President Barack Obama and Department of Education Secretary Arne Duncan announced today the approval of ten states’ plans to make substantial school reforms in return for temporary regulatory relief from some of No Child Left Behind’s mandates. The administration endorsed plans by Colorado, Florida, Georgia, Indiana, Kentucky, Massachusetts, Minnesota, New Jersey, Oklahoma and Tennessee. New Mexico’s application has not yet been approved.
At Thursday’s announcement, attended by state education officials, teachers, civil rights, and business leaders, Obama said NCLB is long overdue for an overhaul and continues to drive the wrong behaviors, from teaching to the test to federally determined, one-size-fits-all interventions.
“After waiting far too long for Congress to reform No Child Left Behind, my administration is giving states the opportunity to set higher, more honest standards in exchange for more flexibility,” said President Obama. “Today, we’re giving 10 states the green light to continue making reforms that are best for them.

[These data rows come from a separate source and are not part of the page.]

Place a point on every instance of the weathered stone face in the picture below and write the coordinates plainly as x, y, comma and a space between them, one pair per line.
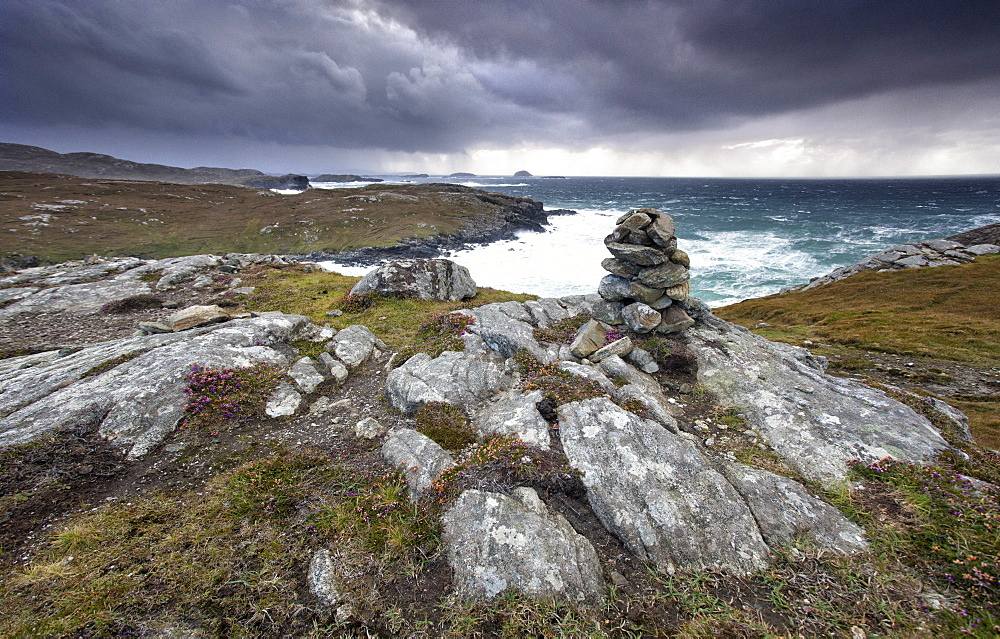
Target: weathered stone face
641, 318
617, 267
675, 320
498, 542
661, 230
638, 255
428, 279
664, 275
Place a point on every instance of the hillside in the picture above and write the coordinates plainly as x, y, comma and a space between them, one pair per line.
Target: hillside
933, 330
271, 475
60, 217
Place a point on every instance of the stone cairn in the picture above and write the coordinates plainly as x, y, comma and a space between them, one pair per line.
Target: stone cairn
648, 273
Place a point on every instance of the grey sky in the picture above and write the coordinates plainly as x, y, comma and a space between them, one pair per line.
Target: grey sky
709, 87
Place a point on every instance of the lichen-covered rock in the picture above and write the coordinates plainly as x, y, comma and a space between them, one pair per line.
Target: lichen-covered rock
369, 428
664, 275
324, 579
452, 377
619, 347
636, 254
506, 327
136, 402
640, 317
333, 367
419, 457
283, 401
674, 320
83, 298
614, 288
193, 316
662, 228
498, 542
514, 413
784, 510
428, 279
353, 345
816, 422
306, 375
656, 492
589, 337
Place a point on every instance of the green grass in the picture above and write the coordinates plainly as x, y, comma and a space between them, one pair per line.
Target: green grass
946, 315
947, 312
400, 322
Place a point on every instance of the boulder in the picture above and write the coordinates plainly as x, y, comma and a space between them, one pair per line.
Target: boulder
816, 422
636, 254
284, 401
498, 542
428, 279
620, 268
334, 368
656, 492
197, 316
614, 288
506, 328
306, 375
674, 320
589, 337
664, 275
641, 318
137, 402
784, 510
514, 413
369, 428
452, 377
353, 345
661, 230
619, 347
419, 457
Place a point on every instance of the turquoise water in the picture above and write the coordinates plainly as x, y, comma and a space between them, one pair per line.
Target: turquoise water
746, 237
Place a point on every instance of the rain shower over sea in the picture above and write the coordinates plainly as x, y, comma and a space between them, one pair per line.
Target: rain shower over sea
746, 237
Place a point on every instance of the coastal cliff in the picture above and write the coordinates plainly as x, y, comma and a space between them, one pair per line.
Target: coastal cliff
323, 441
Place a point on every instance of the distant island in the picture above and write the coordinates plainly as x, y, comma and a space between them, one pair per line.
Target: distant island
340, 177
21, 157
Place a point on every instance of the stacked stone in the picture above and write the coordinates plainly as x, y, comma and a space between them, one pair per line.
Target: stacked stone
648, 273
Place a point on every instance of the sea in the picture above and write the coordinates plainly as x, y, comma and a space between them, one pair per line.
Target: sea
746, 237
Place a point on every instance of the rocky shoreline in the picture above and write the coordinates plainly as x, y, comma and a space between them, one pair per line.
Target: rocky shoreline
522, 215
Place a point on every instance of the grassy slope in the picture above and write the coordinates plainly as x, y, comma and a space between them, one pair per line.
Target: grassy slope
156, 219
228, 557
941, 317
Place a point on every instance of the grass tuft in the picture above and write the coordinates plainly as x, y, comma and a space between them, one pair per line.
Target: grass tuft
445, 424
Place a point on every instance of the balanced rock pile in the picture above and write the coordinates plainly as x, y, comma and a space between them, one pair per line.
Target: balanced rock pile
648, 274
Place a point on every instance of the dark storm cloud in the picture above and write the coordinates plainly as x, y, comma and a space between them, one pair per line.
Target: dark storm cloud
443, 75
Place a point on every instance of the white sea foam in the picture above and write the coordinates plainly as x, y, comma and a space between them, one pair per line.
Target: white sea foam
481, 185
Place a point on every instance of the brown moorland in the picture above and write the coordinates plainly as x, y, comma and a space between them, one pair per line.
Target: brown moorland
61, 217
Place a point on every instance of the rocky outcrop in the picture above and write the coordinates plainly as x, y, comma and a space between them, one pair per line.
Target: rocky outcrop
657, 493
928, 253
514, 413
426, 279
816, 422
418, 456
513, 542
137, 402
512, 214
452, 377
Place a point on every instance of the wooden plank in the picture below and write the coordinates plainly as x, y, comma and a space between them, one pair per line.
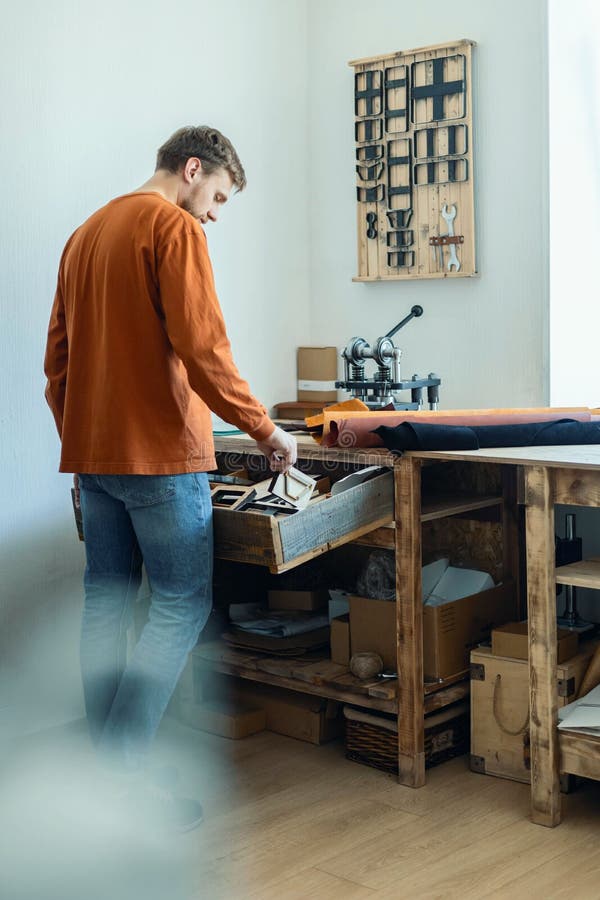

Because if we’re serious about helping our children reach their potential, the best ideas aren’t going to come from Washington alone. Our job is to harness those ideas, and to hold states and schools accountable for making them work.”
NEA President Dennis Van Roekel said the administration’s moves to provide regulatory relief were encouraging.
“These states have committed to working with teachers, parents, and other community stakeholders to implement changes designed to better support students,” Van Roekel explained. “Our members look forward to being part of a true partnership with school and community leaders to think creatively about how to help all students thrive with this new flexibility.”
Still, Van Roekel cautioned that these waivers were only stopgap meaures, not a permanent solution.
“NEA will continue to work with Congress on a comprehensive bill that works for students and reflects the important federal role of ensuring equity while working with states and local school districts to support the public education system,” said Van Roekel. “Any ESEA reauthorization bill must ensure that all students have access to quality early education, well-rounded instruction, a safe and supportive learning environment, and access to qualified, caring, and committed teachers. As a nation, we must do more to implement a new vision of public education that helps all students succeed.”
A new version of ESEA legislation must include provisions that ensure educators have a seat at the table for all key decisions, including the development and implementation of school improvement plans.
“The face of public education is changing all over the country. We’re seeing great success and long-lasting progress when educators, school administration, parents, and communities come together for the students,” said Van Roekel.